WASHINGTON (Reuters) – The U.S. Securities and Exchange Commission sued social media company Kik Interactive Inc on Tuesday, alleging it conducted an illegal $100 million securities offering of digital tokens in 2017.
The move sets up what could be a high-profile legal fight over the U.S. government’s treatment of cryptocurrencies.
“This is the first time that we’re finally on a path to getting the clarity we so desperately need as an industry to be able to continue to innovate and build,” said Kik CEO Ted Livingston in a statement.
Kik, which provides a global chat platform under the same name, sold the “kin” tokens to investors without registering the offering under U.S. securities laws and deprived investors of information, the regulator said.

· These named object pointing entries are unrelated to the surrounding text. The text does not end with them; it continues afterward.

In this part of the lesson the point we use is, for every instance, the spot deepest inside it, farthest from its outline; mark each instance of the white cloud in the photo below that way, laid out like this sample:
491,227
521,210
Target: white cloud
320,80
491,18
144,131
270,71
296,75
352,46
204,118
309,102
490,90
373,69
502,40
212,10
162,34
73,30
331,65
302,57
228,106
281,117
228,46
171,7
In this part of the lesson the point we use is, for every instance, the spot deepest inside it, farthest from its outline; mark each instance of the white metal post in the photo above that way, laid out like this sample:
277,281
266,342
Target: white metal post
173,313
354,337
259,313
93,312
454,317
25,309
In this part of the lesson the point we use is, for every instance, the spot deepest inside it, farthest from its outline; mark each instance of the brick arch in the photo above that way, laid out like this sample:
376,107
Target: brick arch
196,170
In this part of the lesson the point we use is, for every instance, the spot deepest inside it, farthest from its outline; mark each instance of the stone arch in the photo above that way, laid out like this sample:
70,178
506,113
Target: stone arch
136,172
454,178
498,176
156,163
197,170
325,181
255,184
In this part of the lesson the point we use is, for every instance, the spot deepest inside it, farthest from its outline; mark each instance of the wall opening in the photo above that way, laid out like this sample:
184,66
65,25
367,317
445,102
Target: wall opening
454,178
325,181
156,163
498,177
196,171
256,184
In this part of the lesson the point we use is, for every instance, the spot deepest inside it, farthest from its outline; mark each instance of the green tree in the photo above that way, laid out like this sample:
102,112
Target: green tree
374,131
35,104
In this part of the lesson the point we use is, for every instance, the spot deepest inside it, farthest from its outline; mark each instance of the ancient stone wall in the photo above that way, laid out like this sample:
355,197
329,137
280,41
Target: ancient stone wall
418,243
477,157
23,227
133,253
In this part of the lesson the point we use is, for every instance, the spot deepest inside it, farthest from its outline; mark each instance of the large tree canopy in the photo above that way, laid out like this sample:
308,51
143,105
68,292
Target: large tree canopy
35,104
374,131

“Companies do not face a binary choice between innovation and compliance with the federal securities laws,” said Steven Peikin, co-director of the SEC’s enforcement division.
Kik’s online fundraiser was one of the largest ICOs that took place in 2017, amid a global cryptocurrency issuance frenzy. Backed in some cases by legal opinions, companies such as Canada-based Kik, said they believe the “tokens” they were issuing were not securities.
The SEC started warning in July 2017 that some cryptocurrencies issued through ICOs may be considered securities and would therefore fall under its remit. Since then the regulator has been taking action against some issuers which it believes failed to register their offering of securities or committed fraud while doing so. Kik’s ICO is the largest the SEC has targeted publicly so far.
The company had previously said it planned to fight the SEC, going so far as to create a website soliciting public donations for its legal battle with the regulator. The company said on that website it had set aside $5 million for its legal defense.